Trusting in God’s abundance does the opposite.
It never pits the rich against the poor.
It never divides.
It’s not meant to create wealthy and affluent individuals.
It’s meant to create a risk-taking community
of faith and trust in God the provider.

That little story from 2 Kings demonstrated that principle.
There was a famine in the land and people were hungry.
A man wanting to care for the prophet Elisha, as an individual,
and keep him from starving,
brought him 20 pieces of bread.
Elisha told him to share it with all the prophets, over 100 men.
The man objected.
His assumption of scarcity told him it would never be enough.
Elisha ordered him to share with everyone.
And Elisha’s trust in God’s abundance was rewarded.
All were fed, and leftovers were gathered.

A precursor to the Gospel story of the feeding of the 5,000.
The disciples assumed
there would not be enough food to feed the big crowd.
Jesus invited them to risk trying.
Invited them to work together to feed them.
To build a risk-taking community of faith and trust.
And we saw what happened.
There was enough, and then some.

This principle, in both these stories
and repeated many more times throughout scripture,
promotes vulnerability and sharing and acts of community,
as opposed to hoarding and protecting and acts of self-interest.

God wants a people shaped by a theology of abundance.
That’s a very different thing than
God wanting Christians to get rich and comfy,
in order to prove to others
that God loves rich and comfy Christians the best.

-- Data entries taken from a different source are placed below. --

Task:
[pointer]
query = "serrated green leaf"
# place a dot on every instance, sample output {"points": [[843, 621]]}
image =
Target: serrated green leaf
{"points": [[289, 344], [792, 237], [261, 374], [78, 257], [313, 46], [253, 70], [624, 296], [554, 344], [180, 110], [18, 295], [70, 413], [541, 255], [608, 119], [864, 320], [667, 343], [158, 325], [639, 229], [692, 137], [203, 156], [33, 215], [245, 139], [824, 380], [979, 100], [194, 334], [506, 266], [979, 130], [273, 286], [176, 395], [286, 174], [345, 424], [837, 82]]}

No! I am here this morning to say
that God wants all God’s children, and all of creation,
to experience the abundance and diversity
that was designed into the stuff of creation, from Day One—
a design for shalom that got derailed by our rebellion,
a shalom which God has ever since been trying to rebuild
in partnership with us.

That’s what we can learn from the bread baskets—
the ones in Jesus’ day,
the ones in Elisha’s day,
the ones in our day.

God would love to partner with anyone who trusts in his abundance,
and is willing to work with God,
to ensure that everyone God loves gets to share in that abundance.

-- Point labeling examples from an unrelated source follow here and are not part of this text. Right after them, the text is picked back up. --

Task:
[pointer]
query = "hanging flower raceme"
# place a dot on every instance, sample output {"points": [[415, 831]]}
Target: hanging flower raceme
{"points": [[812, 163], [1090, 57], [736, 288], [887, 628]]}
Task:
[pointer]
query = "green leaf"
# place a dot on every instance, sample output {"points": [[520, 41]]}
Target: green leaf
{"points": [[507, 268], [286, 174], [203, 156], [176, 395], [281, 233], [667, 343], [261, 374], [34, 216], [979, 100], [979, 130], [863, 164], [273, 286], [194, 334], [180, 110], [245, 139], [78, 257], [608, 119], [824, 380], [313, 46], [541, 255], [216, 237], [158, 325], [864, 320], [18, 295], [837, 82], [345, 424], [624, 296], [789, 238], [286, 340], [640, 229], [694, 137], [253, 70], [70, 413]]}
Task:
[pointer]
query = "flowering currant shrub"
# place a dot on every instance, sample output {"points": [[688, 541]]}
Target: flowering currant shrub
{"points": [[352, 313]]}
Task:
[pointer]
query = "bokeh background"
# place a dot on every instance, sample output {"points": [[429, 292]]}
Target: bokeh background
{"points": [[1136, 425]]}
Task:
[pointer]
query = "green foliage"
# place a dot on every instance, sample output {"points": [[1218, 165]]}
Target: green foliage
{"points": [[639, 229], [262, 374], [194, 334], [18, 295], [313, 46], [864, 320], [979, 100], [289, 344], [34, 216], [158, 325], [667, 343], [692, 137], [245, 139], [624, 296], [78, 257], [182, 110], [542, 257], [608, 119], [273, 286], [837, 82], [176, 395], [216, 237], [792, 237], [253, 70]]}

The fact that suffering and scarcity exist,
is not an indictment on our abundant God.
It’s an indictment on us,
and on the systems of this world that we built,
based on our own unbelief
that God is not generous and abundant toward all.

This is an invitation to a common life built on our firm belief
in a generous and abundant God.
Summer’s bounty is just an annual reminder.
There are other reminders, if we pay attention.

Let’s sing a song of abundance,
Sing the Journey #40, As rain from the clouds.

It’s a wonderful poem by Delores Dufner,
that compares God’s word,
and its way of growing, spreading and enriching the world,
with the physical practice of growing and cultivating food.

And each refrain makes God the gardener . . .
We praise you, our God, for the dew of your word;
We thank you, good gardener, for your tender toil.
We bless you, best farmer, for hundred-fold yield,
For harvest of grace in our once-barren soil.